COMMENT

Disgraceful UEFA sanctions!
By: Tugdual Le Lay (The author is 25 years old from France. He is an expert on European affairs. He used to work at the European Parliament and lived and worked in Prishtina, Kosovo for nearly a year. He currently is General Manager of a basketball team.)
29 October, 2014 @10:09
Let’s be very clear right away. The idea of a drone flying over Belgrade’s stadium with a banner at the glory of Greater Albania during a Serbia-Albania football game is a violent, harmful and useless provocation. I can’t believe a single second no one could see it coming. Those who did it knew what could potentially happen. They started it.
I can’t believe a moment this was done with the willingness of making of this football game the historic occasion of bridging the wide gap (read cliff or canyon) between Serbs and Albanians; it’s a real pity. Sport has this ability to bring people together if it is used that way. It can also tear people apart and that was apparently how some wanted it to be.

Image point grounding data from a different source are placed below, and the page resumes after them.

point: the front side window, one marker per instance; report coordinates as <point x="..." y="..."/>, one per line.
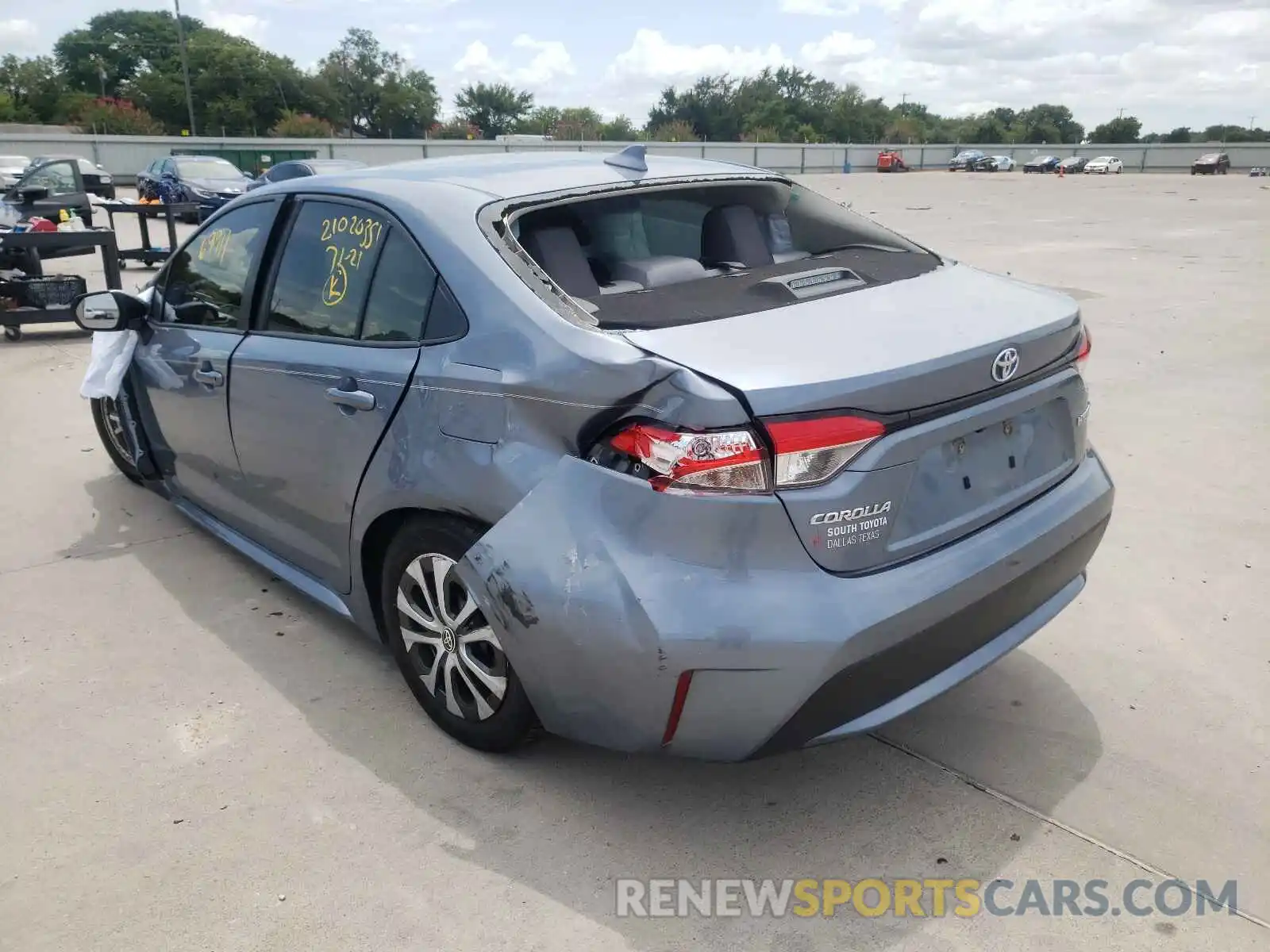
<point x="59" y="178"/>
<point x="206" y="279"/>
<point x="216" y="169"/>
<point x="324" y="276"/>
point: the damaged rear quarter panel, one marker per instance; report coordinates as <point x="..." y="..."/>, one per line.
<point x="605" y="590"/>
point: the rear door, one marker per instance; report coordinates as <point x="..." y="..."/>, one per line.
<point x="332" y="351"/>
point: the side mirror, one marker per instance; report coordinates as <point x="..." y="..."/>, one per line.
<point x="108" y="310"/>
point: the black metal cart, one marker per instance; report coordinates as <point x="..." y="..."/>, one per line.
<point x="29" y="244"/>
<point x="148" y="254"/>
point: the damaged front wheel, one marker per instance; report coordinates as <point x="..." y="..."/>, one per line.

Be that as it may, UEFA sanctions are a disgrace.
At the end of the day, Serbia won the game (what a message!) but won’t get the 3 points. Albania lost by forfeit. On this point, both stand on an equal footing, they won’t get any point from this terrible show; after all, it is the strict minimum. Additionally, both Federations are deemed to pay a €100,000 fine. For what exactly we don’t know - but hey, again, both were treated equally; why not… both have responsibilities for what happened.
Now is where it gets absolutely shameful. Serbia will have to play its next two official UEFA games behind closed doors. That’s the only difference between sanctions against both federations. For the record, Monaco got to play one game behind closed doors last season because fans invaded the pitch to celebrate their accession to the first league, two years ago. Standard de Liège in Belgium got one because security couldn’t be guaranteed around the pitch. I’m not talking of actual violence on the pitch, but risks of. That’s worth one game behind closed doors. Let us agree that what happened in Serbia probably seems very comparable to the UEFA… provided the sanction is not so different!

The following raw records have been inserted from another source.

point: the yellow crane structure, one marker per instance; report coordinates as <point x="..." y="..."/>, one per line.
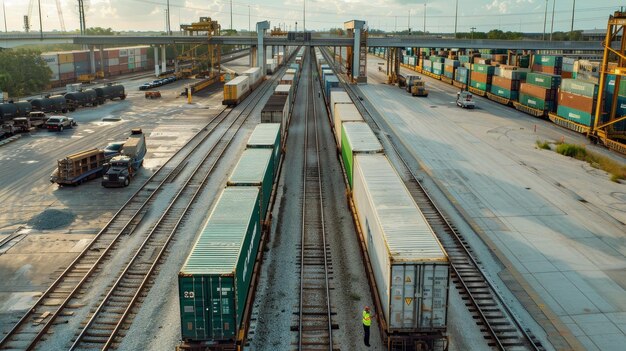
<point x="605" y="117"/>
<point x="603" y="128"/>
<point x="194" y="53"/>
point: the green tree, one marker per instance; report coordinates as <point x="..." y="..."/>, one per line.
<point x="23" y="72"/>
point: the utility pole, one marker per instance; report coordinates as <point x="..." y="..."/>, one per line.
<point x="40" y="21"/>
<point x="167" y="19"/>
<point x="571" y="35"/>
<point x="552" y="22"/>
<point x="456" y="15"/>
<point x="4" y="12"/>
<point x="545" y="18"/>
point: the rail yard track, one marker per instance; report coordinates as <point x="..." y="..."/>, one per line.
<point x="499" y="325"/>
<point x="124" y="289"/>
<point x="314" y="312"/>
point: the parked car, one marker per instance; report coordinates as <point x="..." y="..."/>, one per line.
<point x="465" y="99"/>
<point x="59" y="123"/>
<point x="113" y="149"/>
<point x="145" y="86"/>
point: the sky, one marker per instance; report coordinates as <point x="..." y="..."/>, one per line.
<point x="388" y="15"/>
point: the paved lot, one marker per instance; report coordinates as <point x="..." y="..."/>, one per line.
<point x="559" y="221"/>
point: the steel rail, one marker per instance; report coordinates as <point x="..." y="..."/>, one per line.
<point x="250" y="104"/>
<point x="114" y="240"/>
<point x="311" y="99"/>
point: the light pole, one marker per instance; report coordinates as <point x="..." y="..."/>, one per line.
<point x="545" y="18"/>
<point x="552" y="22"/>
<point x="424" y="17"/>
<point x="572" y="28"/>
<point x="456" y="15"/>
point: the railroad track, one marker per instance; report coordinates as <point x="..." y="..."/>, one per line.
<point x="112" y="317"/>
<point x="54" y="307"/>
<point x="314" y="317"/>
<point x="499" y="325"/>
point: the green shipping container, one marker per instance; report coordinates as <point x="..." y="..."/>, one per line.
<point x="483" y="68"/>
<point x="534" y="102"/>
<point x="548" y="81"/>
<point x="505" y="93"/>
<point x="579" y="87"/>
<point x="575" y="115"/>
<point x="357" y="138"/>
<point x="214" y="281"/>
<point x="256" y="168"/>
<point x="480" y="85"/>
<point x="267" y="136"/>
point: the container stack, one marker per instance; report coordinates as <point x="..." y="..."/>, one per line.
<point x="506" y="82"/>
<point x="481" y="77"/>
<point x="577" y="101"/>
<point x="610" y="91"/>
<point x="539" y="91"/>
<point x="449" y="67"/>
<point x="547" y="64"/>
<point x="567" y="70"/>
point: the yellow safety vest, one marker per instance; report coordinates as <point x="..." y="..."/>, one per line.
<point x="367" y="321"/>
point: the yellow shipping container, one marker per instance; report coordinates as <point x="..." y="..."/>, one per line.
<point x="66" y="58"/>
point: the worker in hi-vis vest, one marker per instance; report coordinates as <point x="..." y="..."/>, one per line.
<point x="367" y="322"/>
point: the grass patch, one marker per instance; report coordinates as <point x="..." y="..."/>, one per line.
<point x="543" y="145"/>
<point x="579" y="152"/>
<point x="354" y="296"/>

Let me remind you. We’re talking about people (let’s not call them fans) actually punching players in the face, hitting them with chairs, throwing bottles at them. And that’s putting the Serbian chants asking for all Albanians to be murdered, aside. What an organization. So compared to Monaco and/or Standard, all that would only be worth a single miserable additional game behind closed doors – are they serious?
What one has witnessed in Belgrade is of an extraordinary violence. It’s not even sports. Those are scenes of chaos, and should be sanctioned as such. Let me be clear. I think the Serbian Federation is a victim of their so called ‘fans’… but someone has to pay for it. Exactly like the Albanian federation may have to bear responsibility for the flag (if we don’t consider the host responsible for safety above and around its own stadium), although it’s also a victim… but someone has to pay for it; again.
The Serbian federation being, at the end of the day, equally sanctioned is a joke. The behavior of some stupid Serbs is under no circumstances comparable to the flying flag provocation – no matter how violent/stupid/harmful the idea is. I simply cannot accept nor understand such a judgment.
By fear of God knows what, UEFA wanted to equally sanction events that can’t be compared. That is, put simply, unfair; or the art of sanctioning without deciding. Let’s be honest, such a bad decision can lead to unforeseeable reactions, which might go way beyond football. The message sent by the UEFA today is absolutely disastrous; not only for football or sport ethics, but for the entire region and its political stability. Nothing more, nothing less.
The UEFA is responsible. They agreed that Spain and Gibraltar can never fall in the same group; neither can Azerbaijan and Armenia – for political reasons. Why on Earth did they authorize that game in the first place? Deal with it, UEFA!